A while back I decided to try my hand at shopping a a restaurant supply store. I had heard that there were wonderful deals to be had on ramekins, glasses, and storage pieces. So I decided to take a trip into the big city. The first shop we tried was more like a gourmet store. And the prices reflected that. I asked if they had the screw on lid for growing sprouts, which they didn’t. They did have a ton of Himalayan salt though.
The next place we tried was fully of oddities. Do you know what this is?
It’s some sort of stove for a wok!
And I wish I had gotten a better photo of this. It’s a girmous rice cooker.
I didn’t really come way with any ramekins, glasses, and storage pieces though. I found some skewers and three pairs of tongs. Not much for my trip into the big city. My shopping buddy got some cool storages containers but I was too afraid of BPA. Have you ever tried shopping at a restaurant supply?
I’m not sure this is the perfect word for me, but here is what I’m thinking for 2012.
Climb. To go upward with gradual or continuous progress. To rise, to ascend. To raise oneself especially by grasping or clutching with the hands. To draw or pull oneself up, over, or to the top of by using hands and feet.

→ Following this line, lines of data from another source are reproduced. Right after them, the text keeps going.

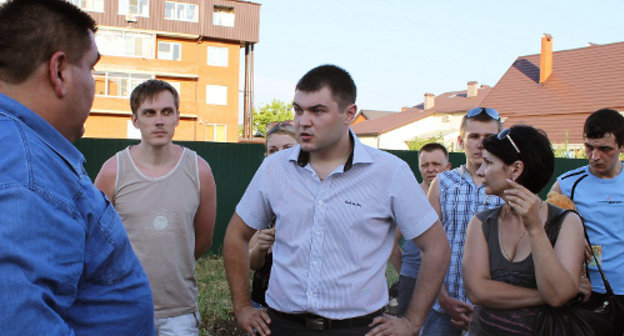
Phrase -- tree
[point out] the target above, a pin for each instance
(276, 110)
(416, 143)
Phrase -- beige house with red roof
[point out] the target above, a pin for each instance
(556, 91)
(436, 116)
(364, 115)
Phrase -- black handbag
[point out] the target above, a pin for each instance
(597, 317)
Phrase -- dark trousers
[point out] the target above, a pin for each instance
(282, 327)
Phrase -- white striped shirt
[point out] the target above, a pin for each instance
(333, 237)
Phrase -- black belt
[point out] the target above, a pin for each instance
(315, 322)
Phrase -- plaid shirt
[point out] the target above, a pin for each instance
(460, 199)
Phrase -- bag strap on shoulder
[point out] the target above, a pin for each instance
(553, 232)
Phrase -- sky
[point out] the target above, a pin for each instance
(398, 50)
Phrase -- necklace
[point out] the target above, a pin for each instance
(500, 236)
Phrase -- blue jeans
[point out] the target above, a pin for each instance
(439, 324)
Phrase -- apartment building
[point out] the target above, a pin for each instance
(193, 44)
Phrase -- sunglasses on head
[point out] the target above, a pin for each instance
(277, 125)
(492, 113)
(505, 134)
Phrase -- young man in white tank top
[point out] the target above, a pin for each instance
(166, 197)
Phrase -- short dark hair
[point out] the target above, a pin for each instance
(603, 122)
(482, 117)
(31, 31)
(148, 90)
(433, 146)
(535, 152)
(337, 79)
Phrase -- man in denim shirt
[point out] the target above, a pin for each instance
(66, 263)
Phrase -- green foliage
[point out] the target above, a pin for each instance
(276, 110)
(416, 143)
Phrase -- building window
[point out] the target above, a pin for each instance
(124, 43)
(181, 11)
(134, 7)
(131, 131)
(223, 16)
(88, 5)
(216, 132)
(217, 56)
(117, 84)
(176, 85)
(216, 94)
(170, 51)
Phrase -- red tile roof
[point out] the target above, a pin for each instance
(374, 114)
(449, 102)
(583, 80)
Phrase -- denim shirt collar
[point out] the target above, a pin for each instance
(48, 134)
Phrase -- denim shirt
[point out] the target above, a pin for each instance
(66, 263)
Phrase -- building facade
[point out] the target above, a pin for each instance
(193, 44)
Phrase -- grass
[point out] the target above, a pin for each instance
(214, 301)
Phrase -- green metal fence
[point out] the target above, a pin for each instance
(233, 166)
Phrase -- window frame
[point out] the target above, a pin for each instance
(78, 3)
(185, 5)
(124, 8)
(171, 45)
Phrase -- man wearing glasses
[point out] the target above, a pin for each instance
(457, 195)
(337, 204)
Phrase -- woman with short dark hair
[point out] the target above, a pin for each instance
(511, 264)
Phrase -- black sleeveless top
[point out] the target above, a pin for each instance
(517, 321)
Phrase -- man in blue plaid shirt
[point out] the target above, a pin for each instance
(457, 195)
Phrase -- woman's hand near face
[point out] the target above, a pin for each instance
(526, 204)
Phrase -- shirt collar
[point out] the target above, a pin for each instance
(358, 154)
(48, 134)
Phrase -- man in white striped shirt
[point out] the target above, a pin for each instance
(336, 204)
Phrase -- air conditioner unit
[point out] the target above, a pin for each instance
(131, 18)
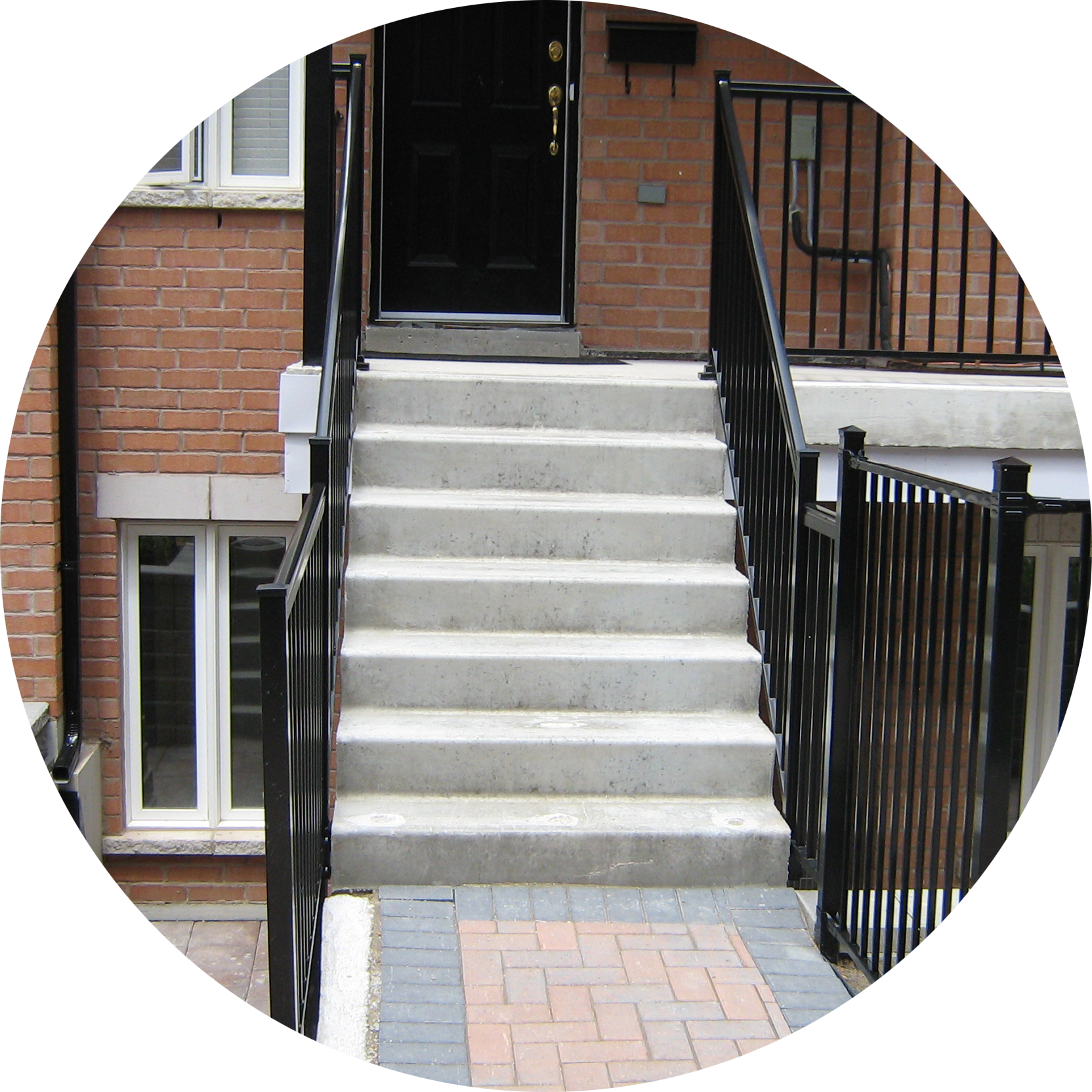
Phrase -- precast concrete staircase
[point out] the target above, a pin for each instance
(545, 672)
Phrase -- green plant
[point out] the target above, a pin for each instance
(1034, 1024)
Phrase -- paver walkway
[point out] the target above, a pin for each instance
(601, 990)
(163, 1007)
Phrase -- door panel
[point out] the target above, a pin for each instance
(472, 203)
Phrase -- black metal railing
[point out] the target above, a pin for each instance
(888, 635)
(301, 637)
(939, 230)
(773, 472)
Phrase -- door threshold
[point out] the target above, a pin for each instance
(471, 341)
(465, 319)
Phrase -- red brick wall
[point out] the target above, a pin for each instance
(187, 319)
(644, 269)
(185, 879)
(30, 640)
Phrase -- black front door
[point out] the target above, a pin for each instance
(472, 199)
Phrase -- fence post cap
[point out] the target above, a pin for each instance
(852, 439)
(1011, 475)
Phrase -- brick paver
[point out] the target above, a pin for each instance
(611, 990)
(163, 1007)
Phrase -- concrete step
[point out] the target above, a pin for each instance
(447, 669)
(445, 458)
(639, 842)
(440, 751)
(544, 595)
(510, 523)
(656, 399)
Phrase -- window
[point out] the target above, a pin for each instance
(1041, 758)
(214, 93)
(194, 753)
(1056, 62)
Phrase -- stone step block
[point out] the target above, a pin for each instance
(21, 994)
(633, 842)
(19, 864)
(414, 669)
(19, 908)
(638, 399)
(562, 460)
(19, 952)
(18, 816)
(544, 595)
(554, 753)
(26, 744)
(31, 1033)
(513, 523)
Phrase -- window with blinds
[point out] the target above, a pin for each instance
(215, 93)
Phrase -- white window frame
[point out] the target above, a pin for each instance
(1072, 80)
(1044, 699)
(212, 675)
(207, 87)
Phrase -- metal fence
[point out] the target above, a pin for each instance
(301, 637)
(888, 631)
(925, 228)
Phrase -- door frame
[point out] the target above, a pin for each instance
(570, 197)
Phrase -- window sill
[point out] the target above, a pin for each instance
(196, 197)
(238, 842)
(1040, 217)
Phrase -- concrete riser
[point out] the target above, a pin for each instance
(603, 606)
(635, 860)
(475, 463)
(501, 682)
(482, 402)
(557, 766)
(422, 531)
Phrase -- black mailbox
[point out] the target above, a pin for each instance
(651, 44)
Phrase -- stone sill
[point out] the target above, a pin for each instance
(196, 197)
(187, 843)
(1040, 217)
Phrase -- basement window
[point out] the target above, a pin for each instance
(192, 695)
(1041, 773)
(213, 93)
(1056, 62)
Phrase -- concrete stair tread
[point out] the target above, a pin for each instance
(545, 437)
(541, 814)
(547, 646)
(576, 570)
(601, 503)
(595, 728)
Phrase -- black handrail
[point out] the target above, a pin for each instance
(301, 639)
(945, 153)
(894, 697)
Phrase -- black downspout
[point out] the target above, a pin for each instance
(85, 896)
(68, 425)
(319, 178)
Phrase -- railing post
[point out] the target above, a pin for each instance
(280, 871)
(994, 772)
(833, 851)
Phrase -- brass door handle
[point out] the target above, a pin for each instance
(555, 100)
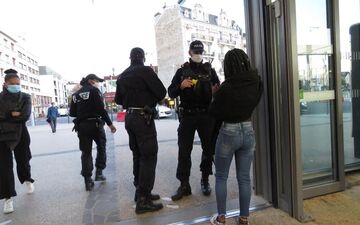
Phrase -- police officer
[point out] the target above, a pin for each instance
(87, 106)
(194, 82)
(138, 90)
(15, 110)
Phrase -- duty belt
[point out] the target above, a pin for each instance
(193, 110)
(131, 110)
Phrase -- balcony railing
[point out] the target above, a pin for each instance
(202, 37)
(209, 54)
(221, 56)
(226, 42)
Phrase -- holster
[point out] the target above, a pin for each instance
(148, 115)
(180, 112)
(76, 125)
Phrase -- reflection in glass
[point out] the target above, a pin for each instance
(316, 138)
(314, 73)
(317, 95)
(350, 83)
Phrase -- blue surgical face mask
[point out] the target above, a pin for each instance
(14, 88)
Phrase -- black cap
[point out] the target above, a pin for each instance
(10, 72)
(197, 46)
(93, 77)
(137, 53)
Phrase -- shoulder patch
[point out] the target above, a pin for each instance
(84, 95)
(187, 64)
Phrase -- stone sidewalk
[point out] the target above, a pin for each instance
(342, 208)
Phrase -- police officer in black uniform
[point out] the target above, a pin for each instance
(88, 107)
(138, 90)
(194, 82)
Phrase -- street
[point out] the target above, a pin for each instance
(60, 197)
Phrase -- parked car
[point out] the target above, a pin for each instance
(163, 111)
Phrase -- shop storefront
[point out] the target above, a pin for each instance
(308, 55)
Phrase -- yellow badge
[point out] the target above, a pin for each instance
(194, 81)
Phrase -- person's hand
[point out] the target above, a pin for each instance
(112, 128)
(15, 114)
(187, 83)
(215, 87)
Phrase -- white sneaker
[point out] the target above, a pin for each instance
(214, 220)
(30, 187)
(8, 206)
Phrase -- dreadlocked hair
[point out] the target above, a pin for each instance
(236, 62)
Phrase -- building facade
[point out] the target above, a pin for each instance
(14, 55)
(53, 84)
(176, 27)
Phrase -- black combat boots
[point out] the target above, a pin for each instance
(153, 197)
(99, 176)
(145, 204)
(89, 183)
(205, 186)
(183, 190)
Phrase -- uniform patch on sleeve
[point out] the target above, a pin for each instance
(85, 95)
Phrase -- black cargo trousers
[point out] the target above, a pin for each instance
(22, 155)
(89, 131)
(203, 123)
(144, 146)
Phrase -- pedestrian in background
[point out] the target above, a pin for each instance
(194, 82)
(88, 107)
(52, 116)
(15, 110)
(233, 104)
(138, 91)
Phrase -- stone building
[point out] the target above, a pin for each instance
(176, 27)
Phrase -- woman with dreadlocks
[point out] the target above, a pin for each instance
(233, 105)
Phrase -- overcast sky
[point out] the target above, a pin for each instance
(77, 37)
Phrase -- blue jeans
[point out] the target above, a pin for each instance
(235, 139)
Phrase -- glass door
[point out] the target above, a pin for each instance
(320, 120)
(285, 152)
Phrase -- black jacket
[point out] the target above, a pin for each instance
(139, 86)
(19, 102)
(237, 97)
(88, 102)
(188, 97)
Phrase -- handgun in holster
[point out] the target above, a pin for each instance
(76, 125)
(148, 115)
(180, 112)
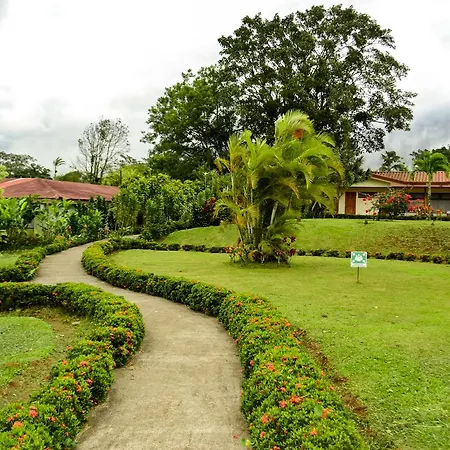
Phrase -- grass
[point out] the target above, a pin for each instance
(8, 258)
(383, 236)
(31, 341)
(389, 336)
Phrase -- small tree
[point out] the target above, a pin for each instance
(58, 162)
(102, 145)
(270, 184)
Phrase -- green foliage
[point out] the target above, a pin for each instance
(158, 203)
(22, 166)
(27, 263)
(335, 64)
(15, 215)
(55, 413)
(103, 145)
(270, 184)
(392, 162)
(190, 124)
(280, 373)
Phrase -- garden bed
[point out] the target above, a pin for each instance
(55, 413)
(287, 399)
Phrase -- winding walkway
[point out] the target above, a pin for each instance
(181, 391)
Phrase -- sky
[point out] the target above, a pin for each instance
(66, 63)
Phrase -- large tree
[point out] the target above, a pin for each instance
(190, 124)
(271, 183)
(391, 162)
(103, 145)
(442, 150)
(335, 64)
(23, 166)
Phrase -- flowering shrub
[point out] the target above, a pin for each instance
(287, 400)
(55, 413)
(390, 204)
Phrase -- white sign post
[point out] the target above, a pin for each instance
(358, 259)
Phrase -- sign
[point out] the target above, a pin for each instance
(358, 259)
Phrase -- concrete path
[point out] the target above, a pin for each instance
(181, 391)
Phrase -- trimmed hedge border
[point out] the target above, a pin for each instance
(55, 413)
(286, 399)
(128, 244)
(27, 263)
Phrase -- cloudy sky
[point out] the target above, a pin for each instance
(65, 63)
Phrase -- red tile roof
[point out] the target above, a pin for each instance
(51, 189)
(420, 178)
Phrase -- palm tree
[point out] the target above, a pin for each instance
(57, 163)
(270, 184)
(430, 163)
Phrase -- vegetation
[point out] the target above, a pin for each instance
(22, 166)
(8, 258)
(271, 184)
(32, 372)
(388, 335)
(22, 340)
(266, 69)
(57, 162)
(383, 237)
(55, 413)
(102, 146)
(391, 162)
(280, 375)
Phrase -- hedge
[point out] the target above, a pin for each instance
(128, 244)
(55, 413)
(287, 400)
(27, 263)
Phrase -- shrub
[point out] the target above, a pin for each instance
(287, 400)
(54, 414)
(27, 263)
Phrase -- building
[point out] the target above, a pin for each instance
(351, 201)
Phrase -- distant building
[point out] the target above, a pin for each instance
(351, 201)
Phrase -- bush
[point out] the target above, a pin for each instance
(286, 399)
(54, 414)
(27, 263)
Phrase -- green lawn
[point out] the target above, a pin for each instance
(22, 340)
(390, 335)
(340, 234)
(31, 341)
(8, 258)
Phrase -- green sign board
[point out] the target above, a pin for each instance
(358, 259)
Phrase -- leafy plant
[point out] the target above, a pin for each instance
(270, 184)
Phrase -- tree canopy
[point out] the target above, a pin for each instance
(334, 64)
(391, 162)
(271, 183)
(22, 166)
(191, 123)
(102, 146)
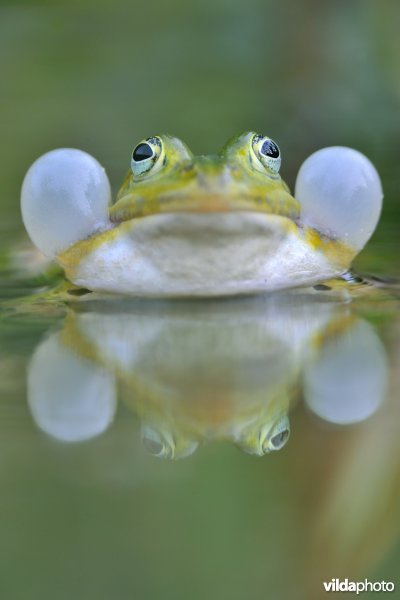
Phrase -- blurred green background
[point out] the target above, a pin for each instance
(101, 75)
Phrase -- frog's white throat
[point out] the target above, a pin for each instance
(202, 254)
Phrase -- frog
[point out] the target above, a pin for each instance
(202, 226)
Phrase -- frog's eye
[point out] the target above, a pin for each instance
(340, 194)
(147, 156)
(267, 153)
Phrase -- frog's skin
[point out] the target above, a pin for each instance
(201, 226)
(196, 372)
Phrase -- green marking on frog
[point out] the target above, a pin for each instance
(204, 226)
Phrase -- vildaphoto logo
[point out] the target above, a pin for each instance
(337, 585)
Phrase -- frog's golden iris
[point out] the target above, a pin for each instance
(185, 225)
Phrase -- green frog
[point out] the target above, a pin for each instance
(185, 225)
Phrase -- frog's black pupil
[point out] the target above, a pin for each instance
(269, 148)
(280, 438)
(141, 152)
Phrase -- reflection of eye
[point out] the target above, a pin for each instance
(278, 435)
(279, 440)
(267, 152)
(146, 156)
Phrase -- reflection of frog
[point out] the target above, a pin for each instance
(202, 371)
(216, 225)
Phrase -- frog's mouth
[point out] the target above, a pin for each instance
(133, 206)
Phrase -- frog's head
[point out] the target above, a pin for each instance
(165, 177)
(205, 225)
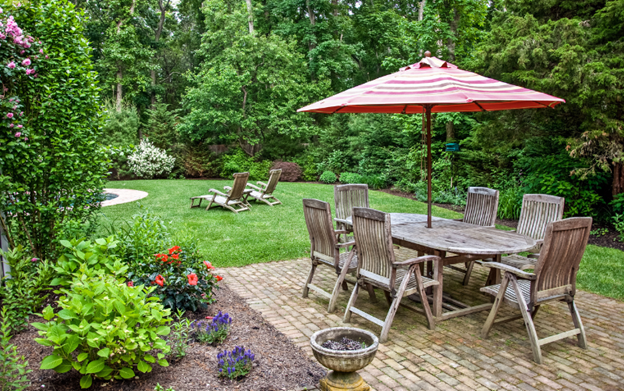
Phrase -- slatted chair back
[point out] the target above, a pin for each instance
(560, 257)
(319, 222)
(373, 241)
(273, 179)
(538, 210)
(348, 197)
(240, 182)
(481, 206)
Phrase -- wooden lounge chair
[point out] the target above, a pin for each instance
(538, 210)
(377, 267)
(264, 193)
(554, 279)
(346, 197)
(325, 249)
(481, 209)
(232, 200)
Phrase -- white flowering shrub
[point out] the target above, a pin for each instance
(148, 161)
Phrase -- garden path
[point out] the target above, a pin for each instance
(453, 356)
(124, 196)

Sounds like a lot of hard work doesn’t it? I’m ready!
Well hello 2012! I can’t exactly say it snuck up on me, however I’m still surprised its here. I can’t say either that 2011 was a bad year, yet I’m glad to see it go. There are still plenty of things that I would have liked to have gotten done in 2011. Again this year after Christmas, I started thinking about what my one word resolution might be. In the past I have chosen Harvest (2011), Keep (2010), and Simplify (2009). I’ve come up with nothin. Partly because I’m not sure what I want to get out of 2012.
Last year I knew what I wanted. I wanted to reap memories and spend time with family and friends. And I’ve tried to work hard in cultivating those relationships. I just don’t think I stored as much as I wanted to.
So what is it that I want out of 2012? I still want to remove excess (I think this will be a continuing goal for the rest of my life). I still want to make meaningful memories. I want to be a good example. I want to be the perfect wife for my husband. I want to be a good mother. I want to be a good daughter/sister/friend. I want to work on being health (full disclosure here. We have purchased p90x, but haven’t yet done it because the diet is confusing. At least for me. That is something that I want to work on. But even if I don’t get the diet figured out I want to start eating better. For my whole family. More whole foods, and less eating out.) I want to be a better steward of our finances. I want to start reading more. I saw on another blog were the resolution was to read more, and she set of goal of reading one book a month and shared her list. I think I read four books last year. For the WHOLE year. While I just don’t have the time I would love to be able to learn new things this year. And I would love to get pictures hung up on the wall. That’s right people! I am outing myself. Though I love to look at HGTV , decorating magazines, and other people’s houses I can’t even hang anything in my own home! Much less pick out furniture. And I want to blog more. I have let this blog get neglected and I hate it. I feel like I have so many other priorities that I let this go. Not that that in of itself is a bad thing but really I just let me go. And I’m learning that when I do that everything else suffers. All the relationships that I want to be a part of. All the goals that I have. If I don’t feel good, than nothing gets done. I just not sure if there is one word that encompasses all that.
Some of you have come up with some great words! Any suggestions?